TL;DR
A wave of cyberattacks in 2025 produced direct human harm beyond financial loss, including a confirmed ransomware-linked death, weaponised children's data, and a rise in violent crypto thefts. Law enforcement and security firms reported growing use of physical threats, AI-enabled 'virtual kidnappings', and attacks that disrupted public emergency-alert services.
What happened
Throughout 2025, incidents tied to cybercriminal activity produced tangible human costs in several distinct ways.
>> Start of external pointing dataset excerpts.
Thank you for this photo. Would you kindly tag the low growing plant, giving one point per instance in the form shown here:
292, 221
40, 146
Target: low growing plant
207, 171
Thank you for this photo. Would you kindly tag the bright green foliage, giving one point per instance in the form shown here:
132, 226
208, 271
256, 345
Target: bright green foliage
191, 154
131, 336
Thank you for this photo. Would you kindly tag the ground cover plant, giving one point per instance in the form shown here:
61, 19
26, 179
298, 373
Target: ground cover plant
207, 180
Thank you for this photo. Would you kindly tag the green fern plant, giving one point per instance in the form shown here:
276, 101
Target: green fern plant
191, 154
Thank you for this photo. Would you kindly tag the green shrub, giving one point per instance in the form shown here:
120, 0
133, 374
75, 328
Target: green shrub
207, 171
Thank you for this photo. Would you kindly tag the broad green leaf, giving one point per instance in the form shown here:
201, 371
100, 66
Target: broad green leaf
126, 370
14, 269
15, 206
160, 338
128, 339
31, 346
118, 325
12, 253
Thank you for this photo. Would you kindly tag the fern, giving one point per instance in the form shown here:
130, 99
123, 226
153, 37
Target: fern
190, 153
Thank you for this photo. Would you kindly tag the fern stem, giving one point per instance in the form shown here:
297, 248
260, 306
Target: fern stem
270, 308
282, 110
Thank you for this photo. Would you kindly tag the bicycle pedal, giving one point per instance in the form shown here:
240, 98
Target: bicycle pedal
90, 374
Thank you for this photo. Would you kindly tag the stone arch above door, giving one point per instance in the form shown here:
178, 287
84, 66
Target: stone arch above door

Health services were affected when a delay in pathology services linked to a 2024 ransomware incident was officially connected to a patient fatality this year, marking what is reported as the first confirmed ransomware-related death. Criminal groups also targeted civilians' personal data: images and contact details for pre-school children were posted online in a brazen leak that drew condemnation even from other threat actors. High-profile commercial disruption struck Jaguar Land Rover, whose multi-week production shutdown cost more than £2 billion and prompted government financial intervention while suppliers and employees felt acute economic pressure. Violent offences associated with crypto thefts and extortion rose, including kidnappings and amputations; researchers and policing bodies flagged an increase in so-called "violence as a service". Separately, emergency-alert infrastructure and related services were compromised, exposing citizen data and temporarily preventing use of alert platforms.
Why it matters
- Cybercrime risks are extending beyond data and financial loss to physical harm and threats to life.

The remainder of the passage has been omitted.